Oltre al ricorso al Tar contro la legge di riforma delle Popolari, presentato insieme ad organizzazioni analoghe di altre aree d'Italia, il sodalizio guidato da Schiavon è pronto a dar battaglia su un altro punto specifico: il diritto di recesso. L'amministratore delegato di Veneto Banca, Cristiano Carrus, ha confermato come il prezzo a cui verranno ricomprate le azioni verrà comunicato in occasione della prossima assemblea per la trasformazione in spa, in programma il 19 dicembre. Il tema per Schiavon resta delicatissimo. Non solo perchè “il prezzo sarà fortemente penalizzante”. Ma soprattutto perchè rischia di non esserci alcun rimborso effettivo. “La riforma varata dal governo ed il conseguente regolamento attuativo della Banca d'Italia, infatti – spiega l'ex magistrato – hanno di fatto stabilito che vi è la possibilità di recesso, però il rimborso può essere sospeso a tempo indeterminato. In sostanza si dice: vi ridaremo i soldi, se e quando vorremo”. Una misura adottata per scongiurare gli effetti sul patrimonio delle banche di una fuga di massa degli azionisti, ma che, secondo Schiavon, contrasta nettamente con quanto prevede il Codice civile. Ovvero che, in caso di cambiamento della natura della società, il socio dissenziente ha il diritto a recedere e a veder rimborsata la sua partecipazione. “Il fatto che una norma secondaria, un regolamento, limiti, un diritto garantito da una norma primaria, la legge, è palesemente incostituzionale”.

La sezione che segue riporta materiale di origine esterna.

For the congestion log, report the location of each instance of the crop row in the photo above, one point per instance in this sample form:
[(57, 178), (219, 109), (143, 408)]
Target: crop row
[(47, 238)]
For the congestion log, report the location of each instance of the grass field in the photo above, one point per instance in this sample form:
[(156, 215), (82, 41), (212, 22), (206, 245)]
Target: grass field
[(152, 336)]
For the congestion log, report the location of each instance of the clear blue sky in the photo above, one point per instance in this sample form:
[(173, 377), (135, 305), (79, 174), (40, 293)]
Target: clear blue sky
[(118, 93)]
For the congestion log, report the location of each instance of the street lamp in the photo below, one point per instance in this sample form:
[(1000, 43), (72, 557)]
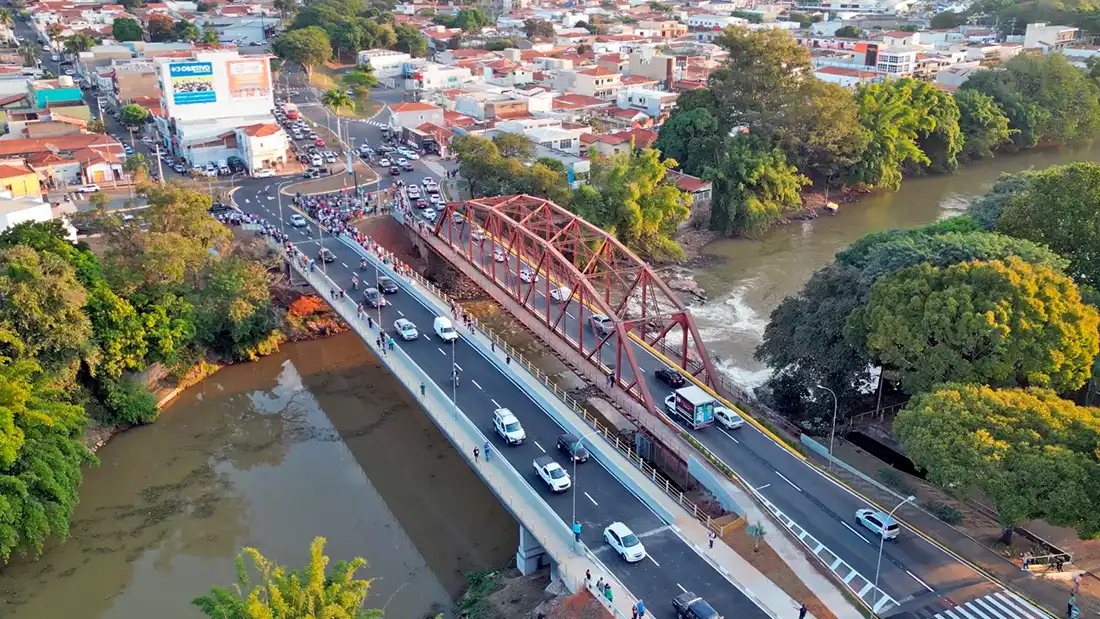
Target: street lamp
[(882, 539), (578, 445), (832, 434)]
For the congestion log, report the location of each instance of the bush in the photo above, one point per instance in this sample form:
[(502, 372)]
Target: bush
[(894, 481), (128, 401), (946, 512)]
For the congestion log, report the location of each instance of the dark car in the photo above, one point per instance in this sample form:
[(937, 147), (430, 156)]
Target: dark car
[(670, 377), (373, 297), (387, 285), (690, 606), (572, 446)]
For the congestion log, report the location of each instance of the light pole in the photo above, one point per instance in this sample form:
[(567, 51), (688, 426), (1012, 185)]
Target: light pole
[(832, 433), (576, 446), (882, 539)]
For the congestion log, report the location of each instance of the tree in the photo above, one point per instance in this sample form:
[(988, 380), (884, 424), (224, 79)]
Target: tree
[(283, 594), (161, 28), (78, 43), (515, 145), (125, 29), (410, 41), (540, 29), (41, 455), (186, 31), (983, 124), (1002, 323), (132, 114), (308, 47), (43, 306), (1030, 452), (336, 100), (1059, 208), (755, 186)]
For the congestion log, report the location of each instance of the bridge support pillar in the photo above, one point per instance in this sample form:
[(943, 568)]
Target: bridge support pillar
[(530, 555)]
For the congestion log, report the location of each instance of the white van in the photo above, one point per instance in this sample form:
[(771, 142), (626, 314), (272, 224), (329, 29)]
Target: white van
[(444, 329)]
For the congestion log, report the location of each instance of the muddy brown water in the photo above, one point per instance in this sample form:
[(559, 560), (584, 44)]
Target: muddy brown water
[(755, 275), (318, 440)]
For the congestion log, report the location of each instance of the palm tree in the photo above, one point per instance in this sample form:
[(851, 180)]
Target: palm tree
[(336, 100)]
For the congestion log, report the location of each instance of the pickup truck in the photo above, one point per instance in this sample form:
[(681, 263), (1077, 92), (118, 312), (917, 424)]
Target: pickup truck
[(691, 606)]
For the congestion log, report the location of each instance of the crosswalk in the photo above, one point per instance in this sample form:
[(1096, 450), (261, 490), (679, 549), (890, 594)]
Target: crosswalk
[(996, 605)]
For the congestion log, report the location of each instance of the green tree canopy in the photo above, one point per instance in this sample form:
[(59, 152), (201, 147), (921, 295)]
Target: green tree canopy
[(1059, 208), (1002, 323), (1032, 453), (282, 594)]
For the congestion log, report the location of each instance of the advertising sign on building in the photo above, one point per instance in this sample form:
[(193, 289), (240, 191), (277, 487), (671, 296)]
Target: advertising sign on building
[(249, 79), (191, 83)]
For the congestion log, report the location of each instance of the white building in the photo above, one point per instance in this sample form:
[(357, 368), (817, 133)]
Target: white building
[(386, 64)]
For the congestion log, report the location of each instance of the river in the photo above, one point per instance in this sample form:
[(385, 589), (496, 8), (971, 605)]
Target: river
[(755, 275), (318, 440)]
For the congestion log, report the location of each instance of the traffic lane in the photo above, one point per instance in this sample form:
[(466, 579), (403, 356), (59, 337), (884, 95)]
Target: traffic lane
[(603, 499)]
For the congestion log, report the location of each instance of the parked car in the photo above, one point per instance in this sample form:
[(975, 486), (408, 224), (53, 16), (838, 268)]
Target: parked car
[(670, 377)]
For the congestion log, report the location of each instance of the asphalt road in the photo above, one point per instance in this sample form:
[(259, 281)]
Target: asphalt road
[(911, 566), (672, 565)]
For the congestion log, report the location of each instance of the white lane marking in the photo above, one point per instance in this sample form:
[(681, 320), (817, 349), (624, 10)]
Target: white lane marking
[(788, 481), (848, 527), (923, 584)]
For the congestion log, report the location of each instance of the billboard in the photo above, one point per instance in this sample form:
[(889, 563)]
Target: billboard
[(249, 79), (191, 83)]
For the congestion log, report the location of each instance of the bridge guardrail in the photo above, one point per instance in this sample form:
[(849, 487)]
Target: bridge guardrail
[(460, 429)]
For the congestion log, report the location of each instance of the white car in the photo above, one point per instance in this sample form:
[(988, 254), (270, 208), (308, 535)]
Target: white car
[(624, 542), (406, 329), (528, 275), (552, 474), (727, 419), (508, 427), (561, 294)]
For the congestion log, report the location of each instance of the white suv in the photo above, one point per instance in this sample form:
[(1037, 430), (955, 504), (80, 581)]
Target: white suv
[(508, 427)]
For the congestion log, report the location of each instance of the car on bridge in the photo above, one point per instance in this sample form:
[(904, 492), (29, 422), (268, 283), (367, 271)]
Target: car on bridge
[(406, 329), (670, 377), (572, 448), (552, 474), (508, 427), (624, 542), (691, 606)]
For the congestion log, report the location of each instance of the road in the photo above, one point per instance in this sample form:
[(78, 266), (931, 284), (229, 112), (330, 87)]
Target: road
[(911, 567), (672, 565)]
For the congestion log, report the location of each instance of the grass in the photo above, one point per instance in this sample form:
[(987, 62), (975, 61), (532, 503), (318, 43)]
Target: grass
[(327, 78)]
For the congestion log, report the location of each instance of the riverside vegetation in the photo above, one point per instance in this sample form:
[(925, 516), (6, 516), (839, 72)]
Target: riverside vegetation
[(986, 328), (168, 290)]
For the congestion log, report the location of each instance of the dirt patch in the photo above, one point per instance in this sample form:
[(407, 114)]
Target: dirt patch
[(771, 565)]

Molti di questi temi sono stati affrontati in un convegno, organizzato dall'associazione. Per i soci si profila un ulteriore rischio, come spiega, uno dei relatori, l'avvocato Biagio Riccio: dal primo gennaio 2016, infatti, le nuove direttive europee, limitano i salvataggi da parte dello Stato di istituti bancari in grave difficoltà, prevedendo che ne debbano rispondere gli azionisti.
Appellarsi a Bankitalia? “Spesso la consideriamo ancora un'istituzione, ma non è più così – ribadisce lo scrittore Angelo Santoro -. E' di parte semplicemente perchè è controllata al 95% da banche private e non rappresenta più cittadini”.